I'm looking for a MTB for my lad upto about £250 for Xmas nothing second hand will passed the test and as till yet this seems the best that the shops have in his size 19/20 inch ,what do you think ?
http://www.rutlandcycling.com/34628/Halcyon-Kohana---Hardtail-Mountain-Bike.html

Thanks all

Brad


----------



## screenman (29 Nov 2011)

Not sure about the bike, but that is large for a lad, I ride 16 inch MTB and I am 5 foot 7 inches.


----------



## Peteaud (29 Nov 2011)

At the price it looks alright to me.

Regarding size, my old giant hardtail was 21" and im 6 foot 1".


----------



## cycleruk (29 Nov 2011)

looks like a nice bike, i wouldnt say no to it. ive brought stuff off rutland before and have never had any problems but i believe with there bikes you do need to set them up your self, so i would have a little tool kit ready


----------



## BADGER.BRAD (30 Nov 2011)

Thanks everyone, I'm still stuck in the old school I've noticed that people tend to have smaller bikes now and extend the saddle much higher rather than go for the larger frame ! At the moment he rides a battered 90's 21 inch rigid bike for school and knocking around which he copes with but realistically is at the top end of his height limit. I'm looking for something a little smaller but still big enough that it has the possibility of still fitting in a few years time when he needs it for work ( if there is such a thing then ) or colleage.

I have also dealt with Rutland in the past just for parts and I must admit they have always been great.

Thanks again

Brad


----------



## Kestevan (30 Nov 2011)

I'm 6'2" and recently changed my MTB frame size from a 20" down to a 18".
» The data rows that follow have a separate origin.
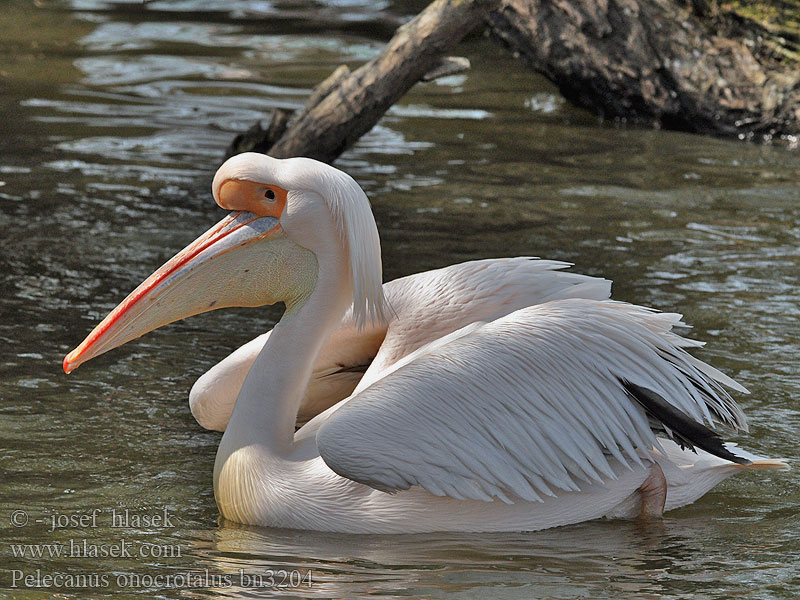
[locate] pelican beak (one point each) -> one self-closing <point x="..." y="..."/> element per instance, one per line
<point x="206" y="275"/>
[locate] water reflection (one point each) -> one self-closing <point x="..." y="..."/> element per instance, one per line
<point x="115" y="117"/>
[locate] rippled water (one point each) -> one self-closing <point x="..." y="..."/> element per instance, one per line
<point x="114" y="118"/>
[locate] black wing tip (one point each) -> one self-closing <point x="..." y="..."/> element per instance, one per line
<point x="685" y="429"/>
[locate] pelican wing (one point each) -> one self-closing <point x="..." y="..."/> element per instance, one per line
<point x="530" y="405"/>
<point x="424" y="306"/>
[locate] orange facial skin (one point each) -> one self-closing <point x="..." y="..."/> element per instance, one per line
<point x="258" y="198"/>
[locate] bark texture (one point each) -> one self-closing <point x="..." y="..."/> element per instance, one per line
<point x="348" y="104"/>
<point x="656" y="62"/>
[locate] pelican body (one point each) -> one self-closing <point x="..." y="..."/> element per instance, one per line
<point x="498" y="395"/>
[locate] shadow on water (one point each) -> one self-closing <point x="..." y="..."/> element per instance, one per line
<point x="115" y="116"/>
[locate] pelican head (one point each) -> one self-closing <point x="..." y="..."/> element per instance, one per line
<point x="288" y="216"/>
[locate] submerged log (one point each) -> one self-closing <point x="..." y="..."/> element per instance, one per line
<point x="347" y="105"/>
<point x="679" y="66"/>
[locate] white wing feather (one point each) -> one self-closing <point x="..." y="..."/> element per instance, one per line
<point x="525" y="406"/>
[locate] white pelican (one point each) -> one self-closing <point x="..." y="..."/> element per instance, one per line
<point x="530" y="417"/>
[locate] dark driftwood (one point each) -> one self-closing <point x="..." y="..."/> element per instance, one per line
<point x="347" y="105"/>
<point x="677" y="64"/>
<point x="656" y="62"/>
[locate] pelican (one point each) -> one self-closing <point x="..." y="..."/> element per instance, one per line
<point x="512" y="416"/>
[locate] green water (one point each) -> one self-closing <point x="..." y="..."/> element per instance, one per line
<point x="113" y="118"/>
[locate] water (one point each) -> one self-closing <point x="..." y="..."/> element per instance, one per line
<point x="114" y="118"/>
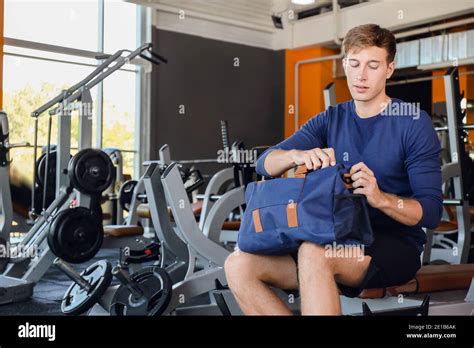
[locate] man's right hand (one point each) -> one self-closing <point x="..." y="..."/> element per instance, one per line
<point x="314" y="159"/>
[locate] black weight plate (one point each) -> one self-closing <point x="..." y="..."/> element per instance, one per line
<point x="156" y="284"/>
<point x="80" y="236"/>
<point x="41" y="168"/>
<point x="53" y="232"/>
<point x="126" y="193"/>
<point x="77" y="300"/>
<point x="91" y="171"/>
<point x="76" y="235"/>
<point x="4" y="258"/>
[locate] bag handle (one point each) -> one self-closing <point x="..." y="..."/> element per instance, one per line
<point x="302" y="171"/>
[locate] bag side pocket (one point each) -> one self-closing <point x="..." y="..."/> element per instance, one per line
<point x="351" y="220"/>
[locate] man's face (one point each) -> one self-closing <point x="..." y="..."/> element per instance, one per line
<point x="366" y="72"/>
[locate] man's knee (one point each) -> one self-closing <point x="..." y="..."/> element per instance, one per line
<point x="238" y="267"/>
<point x="315" y="256"/>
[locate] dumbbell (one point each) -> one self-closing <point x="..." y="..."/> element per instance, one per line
<point x="144" y="293"/>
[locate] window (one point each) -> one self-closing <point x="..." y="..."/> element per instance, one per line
<point x="119" y="116"/>
<point x="29" y="83"/>
<point x="57" y="22"/>
<point x="120" y="21"/>
<point x="34" y="75"/>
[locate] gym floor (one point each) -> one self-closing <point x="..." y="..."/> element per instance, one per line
<point x="107" y="107"/>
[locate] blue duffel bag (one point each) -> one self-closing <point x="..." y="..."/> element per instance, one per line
<point x="319" y="207"/>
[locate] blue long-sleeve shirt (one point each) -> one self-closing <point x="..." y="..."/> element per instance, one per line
<point x="402" y="150"/>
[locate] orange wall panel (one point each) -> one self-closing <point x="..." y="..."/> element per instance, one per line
<point x="1" y="51"/>
<point x="313" y="78"/>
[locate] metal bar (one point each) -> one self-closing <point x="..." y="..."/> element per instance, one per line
<point x="103" y="71"/>
<point x="72" y="274"/>
<point x="83" y="82"/>
<point x="421" y="79"/>
<point x="8" y="41"/>
<point x="76" y="148"/>
<point x="100" y="87"/>
<point x="465" y="126"/>
<point x="297" y="69"/>
<point x="452" y="202"/>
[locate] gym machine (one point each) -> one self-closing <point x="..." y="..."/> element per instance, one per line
<point x="457" y="171"/>
<point x="88" y="172"/>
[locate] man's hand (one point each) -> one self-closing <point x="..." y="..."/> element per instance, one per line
<point x="314" y="158"/>
<point x="365" y="183"/>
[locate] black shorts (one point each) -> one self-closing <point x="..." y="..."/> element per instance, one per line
<point x="394" y="261"/>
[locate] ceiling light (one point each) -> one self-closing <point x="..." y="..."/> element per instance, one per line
<point x="302" y="2"/>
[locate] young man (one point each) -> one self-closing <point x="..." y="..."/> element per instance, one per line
<point x="393" y="152"/>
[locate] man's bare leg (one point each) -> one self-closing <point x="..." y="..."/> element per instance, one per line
<point x="318" y="274"/>
<point x="249" y="277"/>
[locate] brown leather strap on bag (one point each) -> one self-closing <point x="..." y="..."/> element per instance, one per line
<point x="256" y="220"/>
<point x="291" y="214"/>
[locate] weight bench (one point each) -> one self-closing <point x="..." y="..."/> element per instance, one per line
<point x="429" y="278"/>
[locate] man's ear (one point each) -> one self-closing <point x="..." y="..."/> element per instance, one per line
<point x="390" y="69"/>
<point x="344" y="64"/>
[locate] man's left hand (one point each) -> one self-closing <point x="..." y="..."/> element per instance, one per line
<point x="365" y="182"/>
After a couple of off-road incidents where the gap between top-tube and "gentlemans area" was a little too close for comfort I decided a smaller frame would be wise.

The smaller cockpit is much more "chuckable" and TBH I'd not want to go back to the larger bike.


----------



## BADGER.BRAD (30 Nov 2011)

Right a complete change of plan ! I've decided to go for what he originally wanted one of these
http://www.ebay.co.uk/itm/RALEIGH-F...95379?pt=UK_Bikes_GL&var=&hash=item801010f047
I had been using my old method of sizing and just could not get an AT40 in a 20 inch frame so looked elsewhere for something similar. This has 100mm travel lock out forks hydraulic discs ( not sure about the brakes they seem to over complicate a simple system, but he likes the idea).
I at 5'9" ish use a 21 inch frame for all my bikes with the seat tube still extended a fair way to give me the right leg length so it probably make sense to have a similar set up for him but of course in a smaller size, I think I may have been planning a little too far into the future for his expected growth !


----------



## cockney (1 Dec 2011)

I have one these bikes they are fantastic really enjoy riding it......but check it out at rutland rather than ebay http://www.rutlandcycling.com/21618/Raleigh-Freeride-AT40-Mens-Mountain-Bike.html


----------